Relay-Version: version B 2.10 5/3/83; site utzoo.UUCP
Path: utzoo!utgpu!water!watmath!clyde!rutgers!ames!oliveb!pyramid!prls!mips!larry
From: larry@mips.UUCP
Newsgroups: comp.arch,comp.org.usenix
Subject: Re: Benchmarking the 532, 68030, MIPS, 386...at a Usenix!
Message-ID: <396@gumby.UUCP>
Date: Fri, 15-May-87 21:29:26 EDT
Article-I.D.: gumby.396
Posted: Fri May 15 21:29:26 1987
Date-Received: Sat, 16-May-87 20:59:27 EDT
References: <324@dumbo.UUCP> <809@killer.UUCP> <2417@homxa.UUCP> <4294@nsc.nsc.com> <2128@hoptoad.uucp> <826@rtech.UUCP>
Reply-To: larry@gumby.UUCP (Larry Weber)
Organization: MIPS Computer Systems, Sunnyvale, CA
Lines: 88
Xref: utgpu comp.arch:1214 comp.org.usenix:161

In article <826@rtech.UUCP> daveb@rtech.UUCP (Dave Brower) writes:
>In article <2128@hoptoad.uucp> gnu@hoptoad.uucp (John Gilmore) writes:
>>
>>	Let's have the bake-off in the trade show at, say, next Winter
>>	Usenix.  Probably the actual setup and running of the benchmarks
>>	can be done a day or two before the show, so the results can be
>>	printed for distribution, and to give the losers time to think
>>	up (and print up) good explanations before we descend on them :-).
>>
>>	Let's also make the same setup of machines available for people
>>	to run their own benchmarks...
>
>At last winter's Uniforum, I went around to a number of booths trying to
>run the infamous
>
>	/bin/time bc << !
>	2^4096
>	!
>
>At a distressing number of places the sales creatures in the booth would
>say things like, "I don't believe we're interested in running any
>benchmarks today.  Let me show you vi."  Now there are some good reasons
>for this, but it sure sounded like there was something being hidden.
I think we should aim for the bake-off to be done through respective
engineering staffs. I really like the sales folks but this is really a 
technical endeavor.  Having the benchmarks at a show is a wonderful
idea.  It gives the engineering staffs a chance to explain, brag, boast 
or promise their results to lots of people.  By having each machine start 
with a 'clean' benchmark tape we can remove all doubt about whether everyone
used exactly the same sources and were run under the same conditions.

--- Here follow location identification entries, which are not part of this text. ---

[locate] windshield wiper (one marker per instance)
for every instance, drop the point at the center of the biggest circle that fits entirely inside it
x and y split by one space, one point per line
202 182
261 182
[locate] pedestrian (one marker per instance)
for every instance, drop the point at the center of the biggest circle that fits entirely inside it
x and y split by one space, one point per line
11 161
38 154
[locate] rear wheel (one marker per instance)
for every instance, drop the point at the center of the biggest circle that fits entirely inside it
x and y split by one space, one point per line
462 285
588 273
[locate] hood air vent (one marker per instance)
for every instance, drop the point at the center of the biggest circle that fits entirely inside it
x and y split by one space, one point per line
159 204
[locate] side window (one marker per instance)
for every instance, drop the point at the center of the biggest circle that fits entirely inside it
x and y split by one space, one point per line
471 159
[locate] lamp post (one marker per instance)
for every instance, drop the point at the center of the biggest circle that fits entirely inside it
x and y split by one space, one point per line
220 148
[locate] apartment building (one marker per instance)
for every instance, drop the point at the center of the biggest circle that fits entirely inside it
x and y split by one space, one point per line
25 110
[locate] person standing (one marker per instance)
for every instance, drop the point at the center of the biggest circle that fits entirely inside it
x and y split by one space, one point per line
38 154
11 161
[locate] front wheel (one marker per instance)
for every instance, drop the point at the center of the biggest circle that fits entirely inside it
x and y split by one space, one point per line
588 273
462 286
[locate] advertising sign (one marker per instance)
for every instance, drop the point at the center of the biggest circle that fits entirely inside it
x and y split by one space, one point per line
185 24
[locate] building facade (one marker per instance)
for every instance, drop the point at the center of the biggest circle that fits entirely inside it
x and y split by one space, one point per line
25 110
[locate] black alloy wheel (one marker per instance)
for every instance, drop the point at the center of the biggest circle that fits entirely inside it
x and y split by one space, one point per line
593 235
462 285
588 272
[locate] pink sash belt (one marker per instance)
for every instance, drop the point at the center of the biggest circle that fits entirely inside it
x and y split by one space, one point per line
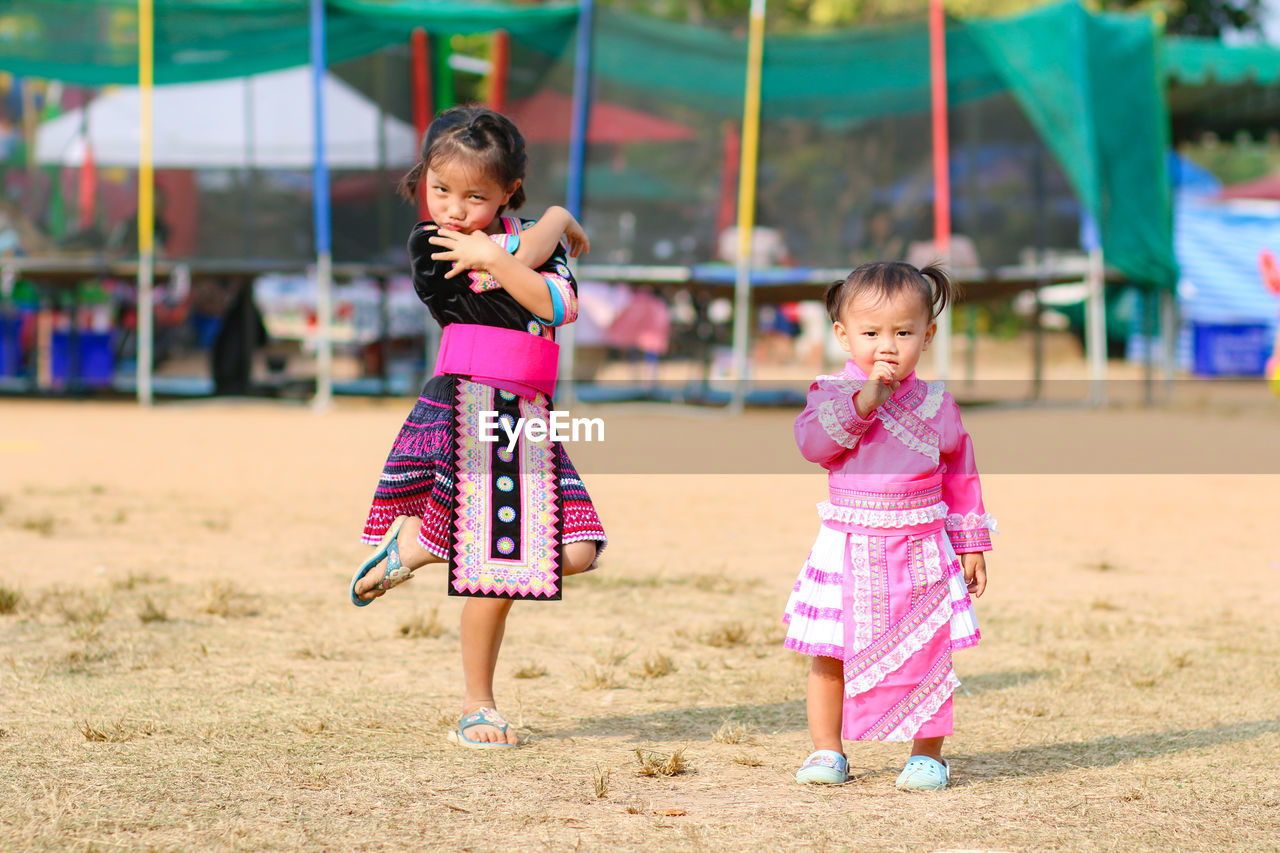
507 359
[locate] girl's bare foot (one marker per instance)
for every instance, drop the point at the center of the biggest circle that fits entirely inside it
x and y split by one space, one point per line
484 731
412 556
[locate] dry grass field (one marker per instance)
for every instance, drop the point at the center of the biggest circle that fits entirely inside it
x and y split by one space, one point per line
179 666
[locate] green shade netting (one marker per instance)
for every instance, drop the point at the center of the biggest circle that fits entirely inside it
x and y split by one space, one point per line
95 42
1091 85
1200 60
1087 82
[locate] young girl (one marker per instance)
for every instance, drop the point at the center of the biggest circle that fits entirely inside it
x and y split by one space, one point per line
883 597
510 523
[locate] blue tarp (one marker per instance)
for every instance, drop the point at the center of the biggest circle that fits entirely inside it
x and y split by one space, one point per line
1217 246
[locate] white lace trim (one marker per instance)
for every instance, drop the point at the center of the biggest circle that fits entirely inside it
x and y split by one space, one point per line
906 729
860 578
933 568
932 400
831 423
841 383
828 511
909 439
903 652
928 407
972 521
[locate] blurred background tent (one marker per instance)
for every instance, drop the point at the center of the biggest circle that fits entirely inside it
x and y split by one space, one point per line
1057 115
254 122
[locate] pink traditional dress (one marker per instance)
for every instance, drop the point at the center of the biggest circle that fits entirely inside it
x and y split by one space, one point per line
883 589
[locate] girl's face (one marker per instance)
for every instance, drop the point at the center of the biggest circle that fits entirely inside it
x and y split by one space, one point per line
895 329
464 199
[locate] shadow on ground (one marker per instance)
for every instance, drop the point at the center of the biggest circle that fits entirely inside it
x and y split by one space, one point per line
1105 752
677 724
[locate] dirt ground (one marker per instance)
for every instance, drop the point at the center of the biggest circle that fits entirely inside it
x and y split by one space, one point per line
181 669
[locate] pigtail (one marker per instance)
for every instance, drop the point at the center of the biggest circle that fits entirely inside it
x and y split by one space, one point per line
407 186
833 299
944 291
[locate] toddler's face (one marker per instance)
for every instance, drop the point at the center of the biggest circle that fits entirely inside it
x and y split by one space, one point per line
895 331
464 199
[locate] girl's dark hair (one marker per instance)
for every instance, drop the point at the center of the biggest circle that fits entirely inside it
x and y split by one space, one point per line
886 279
487 138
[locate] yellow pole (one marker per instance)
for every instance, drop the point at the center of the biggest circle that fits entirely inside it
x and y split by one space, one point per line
746 200
146 199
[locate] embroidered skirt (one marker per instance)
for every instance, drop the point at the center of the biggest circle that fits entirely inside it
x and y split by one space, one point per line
499 516
892 605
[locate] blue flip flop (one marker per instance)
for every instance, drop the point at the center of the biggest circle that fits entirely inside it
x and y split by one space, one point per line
481 717
387 550
823 767
924 774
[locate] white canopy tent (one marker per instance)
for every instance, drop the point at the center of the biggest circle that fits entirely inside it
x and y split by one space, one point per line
252 122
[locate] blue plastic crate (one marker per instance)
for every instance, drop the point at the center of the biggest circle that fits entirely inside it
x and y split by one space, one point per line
96 357
10 347
1230 350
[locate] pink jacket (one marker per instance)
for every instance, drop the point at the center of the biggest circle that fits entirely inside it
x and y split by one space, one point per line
909 464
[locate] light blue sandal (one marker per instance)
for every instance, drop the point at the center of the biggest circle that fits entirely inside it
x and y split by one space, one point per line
924 774
823 767
481 717
387 550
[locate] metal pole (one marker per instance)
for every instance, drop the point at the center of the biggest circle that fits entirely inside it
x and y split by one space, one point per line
941 173
1169 340
320 205
1096 328
746 178
146 201
577 165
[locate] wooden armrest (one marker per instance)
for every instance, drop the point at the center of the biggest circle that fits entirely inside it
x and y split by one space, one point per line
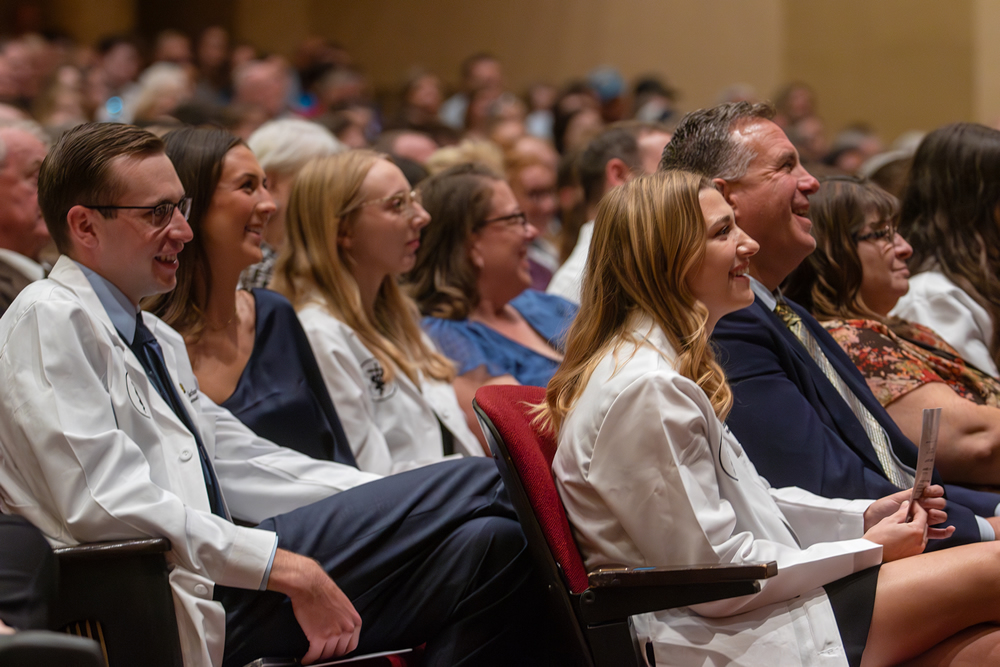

>Problem 1 is getting some benchmarks run.  Problem 2 is trying to get a
>straight answer on the price of the system.  What you really want is the
>bang/buck of different benchmarks on different boxes.  The results would
>be an embarrassing to many people wearing suits, which is why it may be
>difficulty to get a lot of cooperation.
I think the benchmark should be made available well in advance and be
made available to the 'world'.  There is too much comparison of machines
using different definitions of performance.  This activity would perform
a valuable service for the industry.

>PS:  Given my druthers, I'd like to see:
>
>	* the bc benchmark above
>	* Dhrystone
>	* Whetstones
>	* A paging thrasher.
>	* A system call overhead checker (looped getpid()s maybe).
>	* A process thrasher.
>
>I'd probably give up on disk speed and tty i/o.
The benchmarks should strive to illustrate how real world programs run
on the machines.  Dhrystone, as maligned as it is, is useful only if it is
one of a number of larger programs - we will need to carefully document
the program with a range of optimizations.  A page thrasher would be
wonderful BUT it is highly dependent on I/O system, configurations, page
size, MMU ... in fact so many things that I suspect it wouldn't be
useful.

I encourage the readers of this group to search for real programs that
range from modest to large size (maybe a couple of hundred Kbytes) that
can be run without elaborate setup.  They should be:
	Easily checked for correctness
	Not rely on system files (eg, grep of passwd)
	Not use any system commands, if you want to grep, then the
	  code should be part of the benchmark.
        Be examples of integer, single and double precision float, character
	  oriented, pointer oriented - in short a nice mix of different
	  application areas.
	Run long enough to be meaningful - none of this 0.1u times
	  that have more timing error than meaning.
My suggestions include:
	Common benchmarks	Dhrystone,Whetstone,Linpack,Stanford
	Real Programs		Doduc,Timberwolf,UCB Spice,YACC,C 
				  compiler (from Stallman), 

We should agree ahead of time how the results are to be reported.  I
suggest that we list individual results under specific conditions and have some
weighting method to give a simple result.  Maybe, the organizing group
could select a base machine and weight the values so that the base machine
is one.  The VAX 11/780 is often used for this - so why not use it.

It is very good that non-vendors get involved to make sure that the
fair representation is preserved.  Maybe the Uniforum organizing committee
can help identify the leaders.  Or maybe one of you wants take the
lead.  Prehaps it will be know as the X suite, where X is YOU.  

LETS DO IT...